UK commercial property capital values fell by a further 8.7% in the first quarter of 2009. The decline has slowed noticeably since the record 14.3% fall recorded in Q4 2008, according to the IPD UK Quarterly Property Index published today. Income return also edged up to 1.7%, from 1.5% last quarter, largely as a product of the continuing falls in asset values.
The All Property total return was -7.1% over the quarter, which still just exceeded that of equities (at -9.1%), but lagged well behind bonds which returned 2.2%. In contrast the decline in rental values gathered pace, from the -1.5% fall recorded in Q4 2008 to -3.0% in Q1 2009.
The Industrial sector marginally outperformed the other main asset types, with a capital value decline of 7.6%, compared with the -9.0% write down suffered by both the Retail and Office sectors.
All Property equivalent yields rose to 8.9% in the first quarter of 2009, from 8.2% last quarter.
The IPD UK Quarterly Property Index is the UK's most comprehensive quarterly measure of property investment market movements in values and returns, reflecting the performance of a databank of more than £80 bln.

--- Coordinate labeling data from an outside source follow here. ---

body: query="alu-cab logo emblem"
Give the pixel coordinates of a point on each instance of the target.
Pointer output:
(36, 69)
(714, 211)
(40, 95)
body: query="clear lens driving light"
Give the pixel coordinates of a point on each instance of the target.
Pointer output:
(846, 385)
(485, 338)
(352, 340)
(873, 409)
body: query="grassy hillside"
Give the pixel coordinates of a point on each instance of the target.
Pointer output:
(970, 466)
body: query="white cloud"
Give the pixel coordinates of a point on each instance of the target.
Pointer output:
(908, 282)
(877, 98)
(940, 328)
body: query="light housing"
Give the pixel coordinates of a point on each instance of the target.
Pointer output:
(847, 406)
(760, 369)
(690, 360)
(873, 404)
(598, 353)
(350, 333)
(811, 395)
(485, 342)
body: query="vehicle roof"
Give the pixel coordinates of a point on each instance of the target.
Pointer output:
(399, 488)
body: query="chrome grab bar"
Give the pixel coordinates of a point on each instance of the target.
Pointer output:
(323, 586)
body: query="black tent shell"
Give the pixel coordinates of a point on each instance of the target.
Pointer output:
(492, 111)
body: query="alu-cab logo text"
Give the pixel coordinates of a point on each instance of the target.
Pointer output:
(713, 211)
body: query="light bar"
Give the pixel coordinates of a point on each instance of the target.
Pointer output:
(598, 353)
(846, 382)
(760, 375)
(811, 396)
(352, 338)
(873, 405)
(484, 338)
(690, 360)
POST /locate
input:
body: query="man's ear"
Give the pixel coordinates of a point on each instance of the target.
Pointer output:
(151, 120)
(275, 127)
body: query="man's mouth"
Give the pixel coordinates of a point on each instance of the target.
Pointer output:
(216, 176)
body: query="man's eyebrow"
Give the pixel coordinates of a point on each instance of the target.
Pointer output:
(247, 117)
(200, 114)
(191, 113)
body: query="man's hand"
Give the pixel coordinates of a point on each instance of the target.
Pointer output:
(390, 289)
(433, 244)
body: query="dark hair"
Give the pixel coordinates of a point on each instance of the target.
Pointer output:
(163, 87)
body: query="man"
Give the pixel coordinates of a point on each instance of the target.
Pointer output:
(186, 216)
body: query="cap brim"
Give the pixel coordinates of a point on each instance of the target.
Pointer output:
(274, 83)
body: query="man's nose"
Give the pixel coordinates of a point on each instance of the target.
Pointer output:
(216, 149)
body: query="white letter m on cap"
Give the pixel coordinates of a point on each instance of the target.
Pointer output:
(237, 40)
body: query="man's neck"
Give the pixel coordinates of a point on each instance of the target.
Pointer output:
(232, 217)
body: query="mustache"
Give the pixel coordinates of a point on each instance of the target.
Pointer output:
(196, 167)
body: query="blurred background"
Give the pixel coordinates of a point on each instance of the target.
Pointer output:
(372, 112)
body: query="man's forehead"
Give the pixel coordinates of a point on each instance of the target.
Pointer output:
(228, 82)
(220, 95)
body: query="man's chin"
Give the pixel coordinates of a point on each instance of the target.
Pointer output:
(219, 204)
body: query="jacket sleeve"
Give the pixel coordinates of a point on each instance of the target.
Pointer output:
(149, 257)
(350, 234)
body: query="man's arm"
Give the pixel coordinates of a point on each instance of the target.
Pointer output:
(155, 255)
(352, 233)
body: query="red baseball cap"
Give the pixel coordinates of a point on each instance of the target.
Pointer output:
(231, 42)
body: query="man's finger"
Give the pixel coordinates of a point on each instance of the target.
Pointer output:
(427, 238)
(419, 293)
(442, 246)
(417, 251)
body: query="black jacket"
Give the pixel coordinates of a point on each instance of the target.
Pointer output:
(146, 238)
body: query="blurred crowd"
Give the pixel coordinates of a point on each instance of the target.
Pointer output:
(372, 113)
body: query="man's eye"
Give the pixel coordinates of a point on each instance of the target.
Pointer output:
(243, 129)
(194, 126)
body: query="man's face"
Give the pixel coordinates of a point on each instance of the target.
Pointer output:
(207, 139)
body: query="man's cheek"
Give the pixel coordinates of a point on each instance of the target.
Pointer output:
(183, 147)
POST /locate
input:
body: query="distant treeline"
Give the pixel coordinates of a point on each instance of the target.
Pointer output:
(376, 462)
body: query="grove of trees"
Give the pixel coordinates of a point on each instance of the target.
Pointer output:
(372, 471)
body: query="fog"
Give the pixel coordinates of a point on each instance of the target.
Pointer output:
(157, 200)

Malcolm Frodsham, IPD Research Director said: "Real estate has endured a rapid fall in capital values in response to a wave of selling from both retail and institutional funds. These funds may be emerging from the pressure of forced sales designed to shore up balance sheets and meet redemptions, but the impacts of an economic recession are now being felt, and rents are falling rapidly across a broad spectrum of assets."